“VALL-E: Neural Codec Language Models Are Zero-Shot Text to Speech Synthesizers”, Chengyi Wang, Sanyuan Chen, Yu Wu, Ziqiang Zhang, Long Zhou, Shujie Liu, Zhuo Chen, Yanqing Liu, Huaming Wang, Jinyu Li, Lei He, Sheng Zhao, Furu Wei2023-01-05 (, , )⁠:

We introduce a language modeling approach for text to speech synthesis (TTS). Specifically, we train a neural codec language model (called VALL-E) using discrete codes derived from an off-the-shelf neural audio codec model, and regard TTS as a conditional language modeling task rather than continuous signal regression as in previous work. During the pre-training stage, we scale up the TTS training data to 60K hours of English speech which is hundreds of times larger than existing systems.

VALL-E emerges in-context learning capabilities and can be used to synthesize high-quality personalized speech with only a 3-second recording of an unseen speaker as an acoustic prompt.

Experiment results show that VALL-E outperforms the state-of-the-art zero-shot TTS system in terms of speech naturalness and speaker similarity. In addition, we find VALL-E could preserve the speaker’s emotion and acoustic environment of the acoustic prompt in synthesis.

See Github for demos of our work.

Figure 1: The overview of VALL-E. Unlike the previous pipeline (eg. phoneme → mel-spectrogram → waveform), the pipeline of VALL-E is phoneme → discrete code → waveform. VALL-E generates the discrete audio codec codes based on phoneme and acoustic code prompts, corresponding to the target content and the speaker’s voice. VALL-E directly enables various speech synthesis applications, such as zero-shot TTS, speech editing, and content creation combined with other generative AI models like GPT-3 (Brown et al 2020).

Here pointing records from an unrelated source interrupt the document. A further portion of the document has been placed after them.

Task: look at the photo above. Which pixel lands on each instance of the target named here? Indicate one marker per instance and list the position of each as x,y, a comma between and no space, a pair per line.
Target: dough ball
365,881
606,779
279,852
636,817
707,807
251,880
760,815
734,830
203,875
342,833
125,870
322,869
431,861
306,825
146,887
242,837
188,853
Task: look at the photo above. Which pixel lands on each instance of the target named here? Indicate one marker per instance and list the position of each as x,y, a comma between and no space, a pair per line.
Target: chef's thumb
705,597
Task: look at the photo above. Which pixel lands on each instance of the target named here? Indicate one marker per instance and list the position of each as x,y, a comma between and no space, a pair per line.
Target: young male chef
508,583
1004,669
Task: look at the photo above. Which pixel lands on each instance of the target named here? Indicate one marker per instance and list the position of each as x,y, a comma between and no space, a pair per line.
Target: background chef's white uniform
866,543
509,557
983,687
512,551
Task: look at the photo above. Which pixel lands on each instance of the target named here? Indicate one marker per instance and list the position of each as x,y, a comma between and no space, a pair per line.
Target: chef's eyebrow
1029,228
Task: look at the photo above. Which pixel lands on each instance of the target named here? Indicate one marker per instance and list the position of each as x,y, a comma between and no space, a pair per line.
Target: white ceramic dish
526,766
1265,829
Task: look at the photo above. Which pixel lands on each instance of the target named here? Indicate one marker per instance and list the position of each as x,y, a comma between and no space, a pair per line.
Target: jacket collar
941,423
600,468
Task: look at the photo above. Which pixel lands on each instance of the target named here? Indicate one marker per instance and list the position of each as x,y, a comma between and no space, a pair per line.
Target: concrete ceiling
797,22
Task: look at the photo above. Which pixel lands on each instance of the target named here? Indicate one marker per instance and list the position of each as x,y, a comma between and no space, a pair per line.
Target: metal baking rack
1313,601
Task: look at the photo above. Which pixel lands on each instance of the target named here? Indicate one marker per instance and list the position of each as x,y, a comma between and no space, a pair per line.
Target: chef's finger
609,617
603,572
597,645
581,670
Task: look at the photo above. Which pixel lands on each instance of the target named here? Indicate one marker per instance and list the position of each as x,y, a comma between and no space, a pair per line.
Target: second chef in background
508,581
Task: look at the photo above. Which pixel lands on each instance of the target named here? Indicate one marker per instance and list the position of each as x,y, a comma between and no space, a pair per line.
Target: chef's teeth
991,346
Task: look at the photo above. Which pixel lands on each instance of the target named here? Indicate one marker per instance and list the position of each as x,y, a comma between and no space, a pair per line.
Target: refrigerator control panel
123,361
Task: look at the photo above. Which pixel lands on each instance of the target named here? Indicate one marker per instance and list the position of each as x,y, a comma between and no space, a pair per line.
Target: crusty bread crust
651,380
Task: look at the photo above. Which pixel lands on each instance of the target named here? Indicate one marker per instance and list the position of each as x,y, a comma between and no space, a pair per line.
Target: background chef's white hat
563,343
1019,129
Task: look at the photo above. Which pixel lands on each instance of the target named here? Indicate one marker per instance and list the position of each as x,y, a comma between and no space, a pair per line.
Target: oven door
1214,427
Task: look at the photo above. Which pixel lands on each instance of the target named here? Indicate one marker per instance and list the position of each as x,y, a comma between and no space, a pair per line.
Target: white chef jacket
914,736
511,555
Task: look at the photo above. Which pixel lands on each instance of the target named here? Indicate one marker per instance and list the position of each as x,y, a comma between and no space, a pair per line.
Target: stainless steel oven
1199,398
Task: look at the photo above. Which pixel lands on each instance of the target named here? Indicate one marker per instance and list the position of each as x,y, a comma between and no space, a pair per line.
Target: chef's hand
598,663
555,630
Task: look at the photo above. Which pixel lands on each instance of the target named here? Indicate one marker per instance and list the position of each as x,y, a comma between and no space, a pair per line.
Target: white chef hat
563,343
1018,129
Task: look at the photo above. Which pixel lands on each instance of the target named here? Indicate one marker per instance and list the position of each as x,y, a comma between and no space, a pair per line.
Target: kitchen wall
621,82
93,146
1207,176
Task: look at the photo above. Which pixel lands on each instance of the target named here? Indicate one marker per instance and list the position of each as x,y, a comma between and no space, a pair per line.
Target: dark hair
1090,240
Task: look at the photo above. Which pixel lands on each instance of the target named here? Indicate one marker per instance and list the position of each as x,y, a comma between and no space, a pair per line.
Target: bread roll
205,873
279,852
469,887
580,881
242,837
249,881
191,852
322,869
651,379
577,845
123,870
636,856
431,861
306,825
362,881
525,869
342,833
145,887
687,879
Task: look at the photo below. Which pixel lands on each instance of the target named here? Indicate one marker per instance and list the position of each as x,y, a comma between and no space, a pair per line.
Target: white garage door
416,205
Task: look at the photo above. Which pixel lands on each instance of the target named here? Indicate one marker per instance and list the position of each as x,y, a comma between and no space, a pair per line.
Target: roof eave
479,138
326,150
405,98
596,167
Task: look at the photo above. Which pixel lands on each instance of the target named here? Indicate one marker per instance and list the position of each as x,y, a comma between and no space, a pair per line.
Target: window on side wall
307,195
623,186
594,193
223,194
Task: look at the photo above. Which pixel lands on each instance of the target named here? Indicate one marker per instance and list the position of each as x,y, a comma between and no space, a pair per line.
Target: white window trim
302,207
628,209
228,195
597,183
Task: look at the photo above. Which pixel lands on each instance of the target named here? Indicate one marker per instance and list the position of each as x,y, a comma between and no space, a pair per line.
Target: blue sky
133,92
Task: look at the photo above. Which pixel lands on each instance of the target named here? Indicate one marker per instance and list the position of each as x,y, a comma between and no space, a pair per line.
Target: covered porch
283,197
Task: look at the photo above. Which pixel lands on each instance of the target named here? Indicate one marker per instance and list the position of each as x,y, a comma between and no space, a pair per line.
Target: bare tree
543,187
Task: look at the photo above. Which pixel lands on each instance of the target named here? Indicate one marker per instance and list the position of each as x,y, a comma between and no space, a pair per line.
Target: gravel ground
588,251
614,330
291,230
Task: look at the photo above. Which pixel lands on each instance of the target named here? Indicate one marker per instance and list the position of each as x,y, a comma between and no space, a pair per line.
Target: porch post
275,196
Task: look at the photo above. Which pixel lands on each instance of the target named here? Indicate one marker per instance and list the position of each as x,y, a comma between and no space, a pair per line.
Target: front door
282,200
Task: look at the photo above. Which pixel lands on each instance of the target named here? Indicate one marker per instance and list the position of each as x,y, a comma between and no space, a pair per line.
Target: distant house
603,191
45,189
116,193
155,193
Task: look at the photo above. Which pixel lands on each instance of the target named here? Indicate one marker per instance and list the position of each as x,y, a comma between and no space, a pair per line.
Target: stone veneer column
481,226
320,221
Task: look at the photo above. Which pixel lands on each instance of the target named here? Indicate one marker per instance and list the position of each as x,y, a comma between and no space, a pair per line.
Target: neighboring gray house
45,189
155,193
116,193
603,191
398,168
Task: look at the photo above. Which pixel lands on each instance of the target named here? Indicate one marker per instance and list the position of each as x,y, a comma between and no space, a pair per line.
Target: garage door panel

…It is worth noting that existing TTS systems are always trained with dozens of hours of single-speaker data or hundreds of hours of multi-speaker data, which is over hundreds of times smaller than VALL-E.

…We evaluate VALL-E on LibriSpeech [Panayotov et al 2015] and VCTK [Veaux et al 2016] datasets, where all test speakers are unseen in the training corpus. VALL-E substantially outperforms the state-of-the-art zero-shot TTS system [Casanova et al 2022b] in terms of speech naturalness and speaker similarity, with +0.12 comparative mean option score (CMOS) and +0.93 similarity mean option score (SMOS) improvement on LibriSpeech. VALL-E also beats the baseline on VCTK with +0.11 SMOS and +0.23 CMOS improvements. It even achieves a +0.04 CMOS score against ground truth, showing the synthesized speech of unseen speakers is as natural as human recordings on VCTK. Moreover, the qualitative analysis shows that VALL-E is able to synthesize diverse outputs with the same text and target speaker, which could benefit pseudo-data creation for the speech recognition task. We also find that VALL-E could keep the acoustic environment (eg. reverberation) and emotion (eg. anger) of the acoustic prompt.

In summary, we make the following contributions.

…In this paper, we follow AudioLM [Borsos et al 2022] to leverage neural codec models to represent speech in discrete tokens.

…The models are trained using 16 NVIDIA TESLA V100 32GB GPUs with a batch size of 6k acoustic tokens per GPU for 800k steps.